Был ли это очередной протест, желание как можно горше насолить матери? – не знаю. Помню лишь, что на те карманные деньги, что мать выделила мне на месячные расходы, я закупился соответствующим обмундированием, которое включало длинный черный кожаный плащ, достаточно дешевый, базарный, «армейские» ботинки, черные вельветовые джинсы, несколько рубашек и свитеров, а также черный лак для ногтей. Представьте себе, это не было спланированным актом, как раз наоборот – словно возник в моей душе спонтанный импульс, такой резкий и необратимый, как отравленная стрела. Я обошел немало рынков и бутиков, прежде чем сумел найти интересующее, и уже на следующий день разгуливал во всем этом по городу.
Моя мать была в шоке, и, признаюсь, мне доставил определенную радость вид ее позеленевшего от изумления лица и широко раскрытого рта. «Ты понимаешь, что ты творишь? Как тебе не стыдно? Что ты делаешь с нашими деньгами и со своим внешним видом?» - кажется, так причитала она. Я лишь зло ухмыльнулся, но смолчал.
Когда я появился в колледже в таком новом облике, меня подняли на смех, а потом стали травить еще сильнее, но я кое-как справлялся с этим, сам не знаю, что давало мне сил. Иногда они более или менее успокаивались, оставляли в покое, похоже, с мыслью, что ничего не могут со мной поделать, разве что убить; потом же это возобновлялось – с поражающей цикличностью морского прилива.
Я старался избегать конфликтов, но постоянно прятаться было невозможно, и часто я снова возвращался домой с разукрашенной физиономией. «Любишь рожу размалевывать? Так в этом мы тебе быстро поможем, хренов сатанист!» - и так далее, и тому подобное.
Одним тихим осенним днем я полностью проникся чарующей атмосферой кладбища, и лишь тогда осознал с неопровержимой уверенностью, почему готы так любят эти сакральные места. Я прогуливался там в полном одиночестве, столь привычном для меня, уже не надрывающем сердце, а наполняющем его чем-то большем, нежели банальная радость общения. Это было старое кладбище, с покосившимися крестами и памятниками, осыпающимися медленно, но верно, словно позабытые веками мощи. Утреннее Солнце уныло, жалобно смотрело на меня своим одиноким глазом, словно белесая иллюзия, то здесь то там мелькавшая меж верхушек позолоченных древ, и, словно мерцающая пуговица, украшало насыщенный в своей осенней голубизне шелк озябшего неба.
Шел конец октября – знаете это время, этот переходный этап во всем сезонном цикле, когда все застывает, замирает, бредит своей неизъяснимой твердостью, монументальностью, свершенностью? Когда первый иней серебрит опавшие листы?

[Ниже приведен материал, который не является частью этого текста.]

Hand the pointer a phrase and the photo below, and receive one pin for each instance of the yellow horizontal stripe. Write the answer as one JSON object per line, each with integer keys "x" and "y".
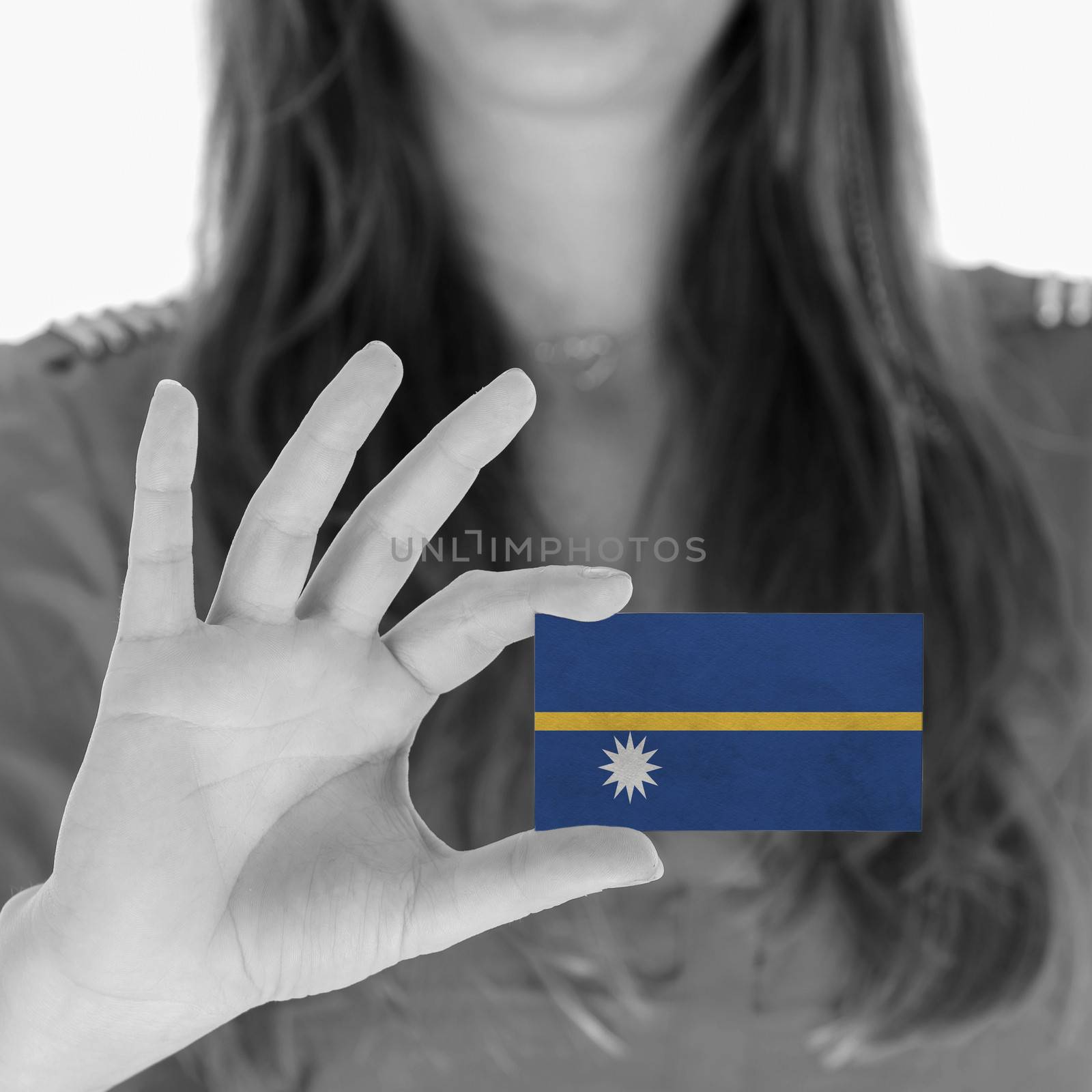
{"x": 728, "y": 722}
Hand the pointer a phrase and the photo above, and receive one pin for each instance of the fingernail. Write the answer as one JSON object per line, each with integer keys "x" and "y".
{"x": 657, "y": 873}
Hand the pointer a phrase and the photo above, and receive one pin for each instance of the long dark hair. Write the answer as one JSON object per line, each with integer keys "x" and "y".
{"x": 854, "y": 458}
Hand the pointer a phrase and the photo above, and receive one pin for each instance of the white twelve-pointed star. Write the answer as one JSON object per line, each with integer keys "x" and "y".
{"x": 631, "y": 767}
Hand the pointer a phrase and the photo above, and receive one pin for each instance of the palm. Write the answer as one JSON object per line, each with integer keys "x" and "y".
{"x": 242, "y": 828}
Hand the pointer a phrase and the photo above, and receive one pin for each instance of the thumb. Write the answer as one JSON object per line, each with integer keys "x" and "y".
{"x": 471, "y": 893}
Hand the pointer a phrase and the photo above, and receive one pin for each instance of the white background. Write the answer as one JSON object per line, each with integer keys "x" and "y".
{"x": 102, "y": 112}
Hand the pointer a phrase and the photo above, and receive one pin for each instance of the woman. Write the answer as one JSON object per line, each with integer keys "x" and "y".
{"x": 722, "y": 212}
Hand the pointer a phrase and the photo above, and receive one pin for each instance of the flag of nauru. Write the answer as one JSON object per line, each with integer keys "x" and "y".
{"x": 730, "y": 722}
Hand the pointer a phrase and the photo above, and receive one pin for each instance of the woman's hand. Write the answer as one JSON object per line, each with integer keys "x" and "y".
{"x": 242, "y": 830}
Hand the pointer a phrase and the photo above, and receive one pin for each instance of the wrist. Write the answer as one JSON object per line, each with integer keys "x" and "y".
{"x": 58, "y": 1037}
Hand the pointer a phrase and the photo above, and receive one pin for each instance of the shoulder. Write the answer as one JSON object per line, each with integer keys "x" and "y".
{"x": 1039, "y": 336}
{"x": 80, "y": 389}
{"x": 113, "y": 334}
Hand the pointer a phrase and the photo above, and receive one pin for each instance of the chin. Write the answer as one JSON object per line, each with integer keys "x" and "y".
{"x": 560, "y": 52}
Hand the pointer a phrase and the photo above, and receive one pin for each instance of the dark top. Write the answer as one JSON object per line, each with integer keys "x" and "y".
{"x": 72, "y": 403}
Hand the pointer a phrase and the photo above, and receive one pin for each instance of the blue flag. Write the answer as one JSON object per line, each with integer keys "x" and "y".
{"x": 730, "y": 722}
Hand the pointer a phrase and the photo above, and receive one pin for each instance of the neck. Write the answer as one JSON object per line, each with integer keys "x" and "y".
{"x": 568, "y": 213}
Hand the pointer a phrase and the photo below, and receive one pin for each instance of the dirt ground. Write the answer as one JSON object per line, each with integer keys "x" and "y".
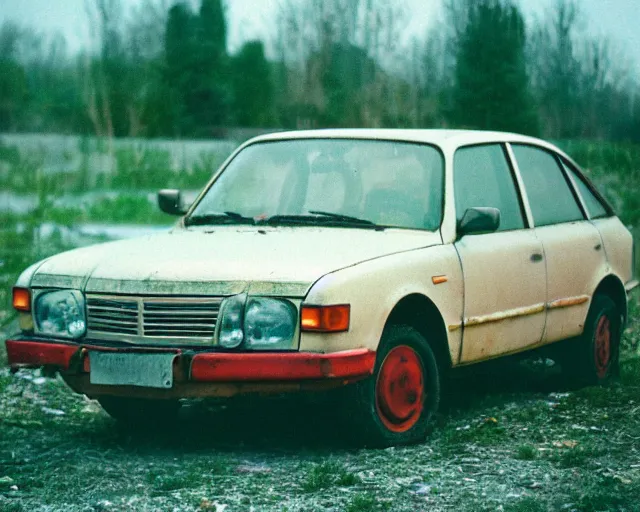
{"x": 510, "y": 437}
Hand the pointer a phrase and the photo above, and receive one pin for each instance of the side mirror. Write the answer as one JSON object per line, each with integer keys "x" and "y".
{"x": 170, "y": 201}
{"x": 479, "y": 220}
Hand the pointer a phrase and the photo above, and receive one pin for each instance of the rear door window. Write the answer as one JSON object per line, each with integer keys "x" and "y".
{"x": 595, "y": 208}
{"x": 550, "y": 195}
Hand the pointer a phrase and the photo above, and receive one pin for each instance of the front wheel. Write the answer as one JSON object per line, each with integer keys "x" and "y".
{"x": 395, "y": 405}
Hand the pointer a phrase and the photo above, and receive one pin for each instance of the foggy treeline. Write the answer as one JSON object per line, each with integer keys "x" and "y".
{"x": 163, "y": 69}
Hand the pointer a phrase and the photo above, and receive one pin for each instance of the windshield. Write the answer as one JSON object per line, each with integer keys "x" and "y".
{"x": 350, "y": 182}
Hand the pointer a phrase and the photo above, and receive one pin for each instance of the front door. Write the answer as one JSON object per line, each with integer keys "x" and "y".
{"x": 504, "y": 272}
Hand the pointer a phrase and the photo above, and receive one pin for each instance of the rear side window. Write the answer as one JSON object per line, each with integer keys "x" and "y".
{"x": 482, "y": 177}
{"x": 549, "y": 193}
{"x": 595, "y": 208}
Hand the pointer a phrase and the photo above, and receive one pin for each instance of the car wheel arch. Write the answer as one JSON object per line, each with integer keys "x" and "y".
{"x": 612, "y": 287}
{"x": 421, "y": 313}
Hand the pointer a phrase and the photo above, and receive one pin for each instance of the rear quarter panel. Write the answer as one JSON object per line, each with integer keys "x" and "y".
{"x": 618, "y": 246}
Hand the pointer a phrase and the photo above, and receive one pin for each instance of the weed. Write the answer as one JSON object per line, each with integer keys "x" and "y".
{"x": 328, "y": 474}
{"x": 580, "y": 456}
{"x": 526, "y": 452}
{"x": 365, "y": 503}
{"x": 526, "y": 504}
{"x": 164, "y": 482}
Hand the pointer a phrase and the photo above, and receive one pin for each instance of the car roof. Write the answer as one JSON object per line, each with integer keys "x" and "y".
{"x": 443, "y": 138}
{"x": 440, "y": 137}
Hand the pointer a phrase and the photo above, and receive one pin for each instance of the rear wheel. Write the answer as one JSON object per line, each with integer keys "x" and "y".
{"x": 593, "y": 357}
{"x": 141, "y": 412}
{"x": 395, "y": 405}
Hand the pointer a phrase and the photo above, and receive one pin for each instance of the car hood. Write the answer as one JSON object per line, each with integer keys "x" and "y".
{"x": 224, "y": 260}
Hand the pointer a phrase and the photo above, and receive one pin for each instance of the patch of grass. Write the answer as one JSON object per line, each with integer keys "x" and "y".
{"x": 580, "y": 456}
{"x": 365, "y": 502}
{"x": 166, "y": 482}
{"x": 326, "y": 475}
{"x": 605, "y": 494}
{"x": 526, "y": 452}
{"x": 526, "y": 504}
{"x": 486, "y": 433}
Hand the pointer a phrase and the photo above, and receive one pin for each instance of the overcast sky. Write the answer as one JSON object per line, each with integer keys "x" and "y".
{"x": 616, "y": 19}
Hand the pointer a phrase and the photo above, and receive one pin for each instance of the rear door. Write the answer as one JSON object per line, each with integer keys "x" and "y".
{"x": 573, "y": 249}
{"x": 504, "y": 272}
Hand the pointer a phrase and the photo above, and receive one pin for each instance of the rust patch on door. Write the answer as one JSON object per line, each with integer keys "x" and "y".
{"x": 568, "y": 302}
{"x": 504, "y": 315}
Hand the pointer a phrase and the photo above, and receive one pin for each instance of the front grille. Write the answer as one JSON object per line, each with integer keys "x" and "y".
{"x": 187, "y": 319}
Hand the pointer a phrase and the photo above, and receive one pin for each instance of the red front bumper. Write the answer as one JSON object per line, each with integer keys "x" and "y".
{"x": 73, "y": 361}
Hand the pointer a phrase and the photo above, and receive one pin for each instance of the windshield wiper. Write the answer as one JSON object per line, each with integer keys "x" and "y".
{"x": 218, "y": 218}
{"x": 340, "y": 216}
{"x": 315, "y": 217}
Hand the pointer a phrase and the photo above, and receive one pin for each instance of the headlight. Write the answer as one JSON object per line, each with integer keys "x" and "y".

Я гулял по кладбищу ранним воскресным утром, и все то же чувство единения с миром, быстропроходящее ощущение совершенства и никогда не пропадавшей первозданности мира, его вездесущей гармонии, просматривающейся в самых обыденных вещах, накрыло меня покрывалом из моих сладостных грез. Я опять потерял себя, и снова утопал в разноцветной иллюминации осенней листвы, вспыхивающей то тут то там бардовыми, насыщенными оранжевыми и желтыми красками, и в бесчинстве морозного пожара, обжигающего пламенеющими верхушками берез, кленов и тополей нежный шелк цвета индиго, узрел мудрость бытия. Это было прекрасное морозное октябрьское утро, когда выдыхаемый воздух застывает на мгновение в кристальном, чистейшем воздухе, и тут же уносится дальше; когда дым от сигарет заигрывает с кружащими в последнем виртуозном танце осенними листочками; когда так тихо, что каждый шаг отдает эхом на сотни метров в округе.

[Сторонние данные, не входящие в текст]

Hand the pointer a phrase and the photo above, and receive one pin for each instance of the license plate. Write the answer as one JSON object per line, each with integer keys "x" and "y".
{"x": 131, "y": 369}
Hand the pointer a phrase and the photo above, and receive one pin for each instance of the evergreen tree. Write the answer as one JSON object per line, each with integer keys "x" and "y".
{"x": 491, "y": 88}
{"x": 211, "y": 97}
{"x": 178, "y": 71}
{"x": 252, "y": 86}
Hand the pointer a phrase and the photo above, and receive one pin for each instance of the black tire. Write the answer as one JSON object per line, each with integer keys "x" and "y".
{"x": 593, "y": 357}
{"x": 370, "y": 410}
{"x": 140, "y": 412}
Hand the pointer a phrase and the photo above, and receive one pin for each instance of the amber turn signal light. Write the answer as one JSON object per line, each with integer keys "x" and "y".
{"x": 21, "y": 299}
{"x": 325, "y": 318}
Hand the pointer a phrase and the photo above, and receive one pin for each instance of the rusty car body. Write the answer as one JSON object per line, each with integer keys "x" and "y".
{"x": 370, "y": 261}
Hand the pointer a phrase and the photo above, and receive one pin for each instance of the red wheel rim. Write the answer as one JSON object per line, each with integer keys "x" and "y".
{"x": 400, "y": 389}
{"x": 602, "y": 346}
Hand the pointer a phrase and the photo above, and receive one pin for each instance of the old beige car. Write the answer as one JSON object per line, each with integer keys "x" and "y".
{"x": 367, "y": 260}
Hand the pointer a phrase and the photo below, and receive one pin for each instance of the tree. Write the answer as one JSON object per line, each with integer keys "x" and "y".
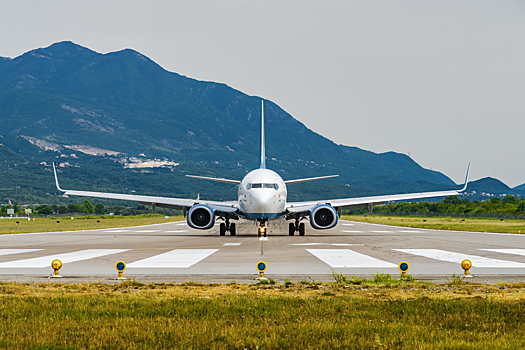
{"x": 74, "y": 208}
{"x": 99, "y": 208}
{"x": 451, "y": 200}
{"x": 509, "y": 199}
{"x": 88, "y": 207}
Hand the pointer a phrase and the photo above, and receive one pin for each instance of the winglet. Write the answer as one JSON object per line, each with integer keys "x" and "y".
{"x": 56, "y": 178}
{"x": 466, "y": 179}
{"x": 263, "y": 155}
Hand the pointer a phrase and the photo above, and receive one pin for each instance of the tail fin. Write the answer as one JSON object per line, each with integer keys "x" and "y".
{"x": 263, "y": 155}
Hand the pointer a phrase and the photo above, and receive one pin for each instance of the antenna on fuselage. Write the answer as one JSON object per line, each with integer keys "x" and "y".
{"x": 263, "y": 155}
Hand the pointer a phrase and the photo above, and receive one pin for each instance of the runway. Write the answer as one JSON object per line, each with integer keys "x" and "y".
{"x": 174, "y": 251}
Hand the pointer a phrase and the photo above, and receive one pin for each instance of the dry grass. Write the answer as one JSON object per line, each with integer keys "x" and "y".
{"x": 163, "y": 316}
{"x": 8, "y": 226}
{"x": 445, "y": 223}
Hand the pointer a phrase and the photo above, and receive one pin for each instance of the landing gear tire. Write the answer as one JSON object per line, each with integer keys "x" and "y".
{"x": 301, "y": 229}
{"x": 291, "y": 229}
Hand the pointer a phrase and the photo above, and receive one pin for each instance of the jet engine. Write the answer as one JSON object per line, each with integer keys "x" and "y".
{"x": 323, "y": 216}
{"x": 201, "y": 217}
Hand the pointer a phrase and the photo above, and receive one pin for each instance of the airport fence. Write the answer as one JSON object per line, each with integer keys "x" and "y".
{"x": 453, "y": 215}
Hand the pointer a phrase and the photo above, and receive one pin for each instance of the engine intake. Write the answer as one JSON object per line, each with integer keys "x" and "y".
{"x": 323, "y": 217}
{"x": 201, "y": 217}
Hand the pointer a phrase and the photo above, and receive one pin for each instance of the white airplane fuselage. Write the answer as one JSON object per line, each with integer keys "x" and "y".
{"x": 262, "y": 195}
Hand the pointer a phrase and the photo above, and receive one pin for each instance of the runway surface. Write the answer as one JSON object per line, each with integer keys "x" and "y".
{"x": 173, "y": 250}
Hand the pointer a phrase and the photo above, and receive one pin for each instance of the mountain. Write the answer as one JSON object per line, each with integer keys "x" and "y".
{"x": 123, "y": 108}
{"x": 520, "y": 187}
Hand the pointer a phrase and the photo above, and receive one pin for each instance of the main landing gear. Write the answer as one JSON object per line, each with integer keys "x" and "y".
{"x": 293, "y": 227}
{"x": 227, "y": 227}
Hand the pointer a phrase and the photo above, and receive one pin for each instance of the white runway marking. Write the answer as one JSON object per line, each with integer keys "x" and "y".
{"x": 347, "y": 258}
{"x": 336, "y": 244}
{"x": 477, "y": 261}
{"x": 16, "y": 251}
{"x": 309, "y": 244}
{"x": 507, "y": 251}
{"x": 45, "y": 261}
{"x": 178, "y": 258}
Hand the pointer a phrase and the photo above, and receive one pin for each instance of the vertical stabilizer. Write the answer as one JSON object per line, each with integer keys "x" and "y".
{"x": 263, "y": 155}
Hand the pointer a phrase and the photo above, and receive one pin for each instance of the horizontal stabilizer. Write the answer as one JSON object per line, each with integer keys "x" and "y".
{"x": 308, "y": 179}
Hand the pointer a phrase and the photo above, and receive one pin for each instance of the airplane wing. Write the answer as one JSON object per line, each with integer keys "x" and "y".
{"x": 307, "y": 179}
{"x": 162, "y": 202}
{"x": 237, "y": 182}
{"x": 358, "y": 202}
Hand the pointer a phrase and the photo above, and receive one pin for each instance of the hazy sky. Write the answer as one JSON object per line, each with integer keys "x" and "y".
{"x": 443, "y": 80}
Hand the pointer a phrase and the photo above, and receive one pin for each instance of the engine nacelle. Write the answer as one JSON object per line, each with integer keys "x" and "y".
{"x": 201, "y": 217}
{"x": 323, "y": 216}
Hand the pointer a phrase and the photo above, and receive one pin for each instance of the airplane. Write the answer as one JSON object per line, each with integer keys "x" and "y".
{"x": 261, "y": 198}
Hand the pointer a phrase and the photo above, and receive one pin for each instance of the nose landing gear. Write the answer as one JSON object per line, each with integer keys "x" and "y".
{"x": 227, "y": 227}
{"x": 262, "y": 229}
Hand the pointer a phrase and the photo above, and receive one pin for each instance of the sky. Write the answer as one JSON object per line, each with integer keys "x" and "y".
{"x": 442, "y": 81}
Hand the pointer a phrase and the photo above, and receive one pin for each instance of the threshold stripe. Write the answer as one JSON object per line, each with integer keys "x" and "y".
{"x": 477, "y": 261}
{"x": 45, "y": 261}
{"x": 16, "y": 251}
{"x": 347, "y": 258}
{"x": 507, "y": 251}
{"x": 178, "y": 258}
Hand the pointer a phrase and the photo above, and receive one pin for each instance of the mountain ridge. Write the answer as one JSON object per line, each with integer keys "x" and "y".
{"x": 124, "y": 102}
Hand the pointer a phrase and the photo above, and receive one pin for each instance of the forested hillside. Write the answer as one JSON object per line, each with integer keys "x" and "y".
{"x": 120, "y": 122}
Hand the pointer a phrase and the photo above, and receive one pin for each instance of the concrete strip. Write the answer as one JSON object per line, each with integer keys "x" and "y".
{"x": 45, "y": 261}
{"x": 178, "y": 258}
{"x": 477, "y": 261}
{"x": 347, "y": 258}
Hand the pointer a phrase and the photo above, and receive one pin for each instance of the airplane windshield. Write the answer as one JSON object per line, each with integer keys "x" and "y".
{"x": 250, "y": 186}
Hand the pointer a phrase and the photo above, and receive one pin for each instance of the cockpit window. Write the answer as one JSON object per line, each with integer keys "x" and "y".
{"x": 259, "y": 185}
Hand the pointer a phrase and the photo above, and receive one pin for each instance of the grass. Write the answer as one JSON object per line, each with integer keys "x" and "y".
{"x": 445, "y": 223}
{"x": 8, "y": 226}
{"x": 130, "y": 315}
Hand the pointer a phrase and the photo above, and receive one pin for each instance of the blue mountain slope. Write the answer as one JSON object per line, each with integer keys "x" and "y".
{"x": 125, "y": 102}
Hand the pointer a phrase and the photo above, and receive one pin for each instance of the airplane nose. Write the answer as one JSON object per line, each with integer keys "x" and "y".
{"x": 262, "y": 201}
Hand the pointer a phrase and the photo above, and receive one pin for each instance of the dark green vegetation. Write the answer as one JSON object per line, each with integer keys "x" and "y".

Мне показалось, что я снова обрел желанный покой, и не хотел больше думать ни о чем – ни о прошлом, ни о будущем, задохнувшемся в смоге моих тяжелых мыслей; оставалось только беспечное «сейчас». И я дышал полной грудью.
Полностью погруженный в свои по-детски наивные думы, восхищаясь мгновением, чувствуя себя Пушкиным в своем Царском Селе, я и не заметил впереди себя компанию молодых людей, сидевших на скамейке с внутренней стороны ограды одной из заброшенных могил. Сначала я даже было испугался и тут же отдернулся – скорее рефлекторно, ибо эти люди сидели прямо напротив и с изумлением смотрели на меня.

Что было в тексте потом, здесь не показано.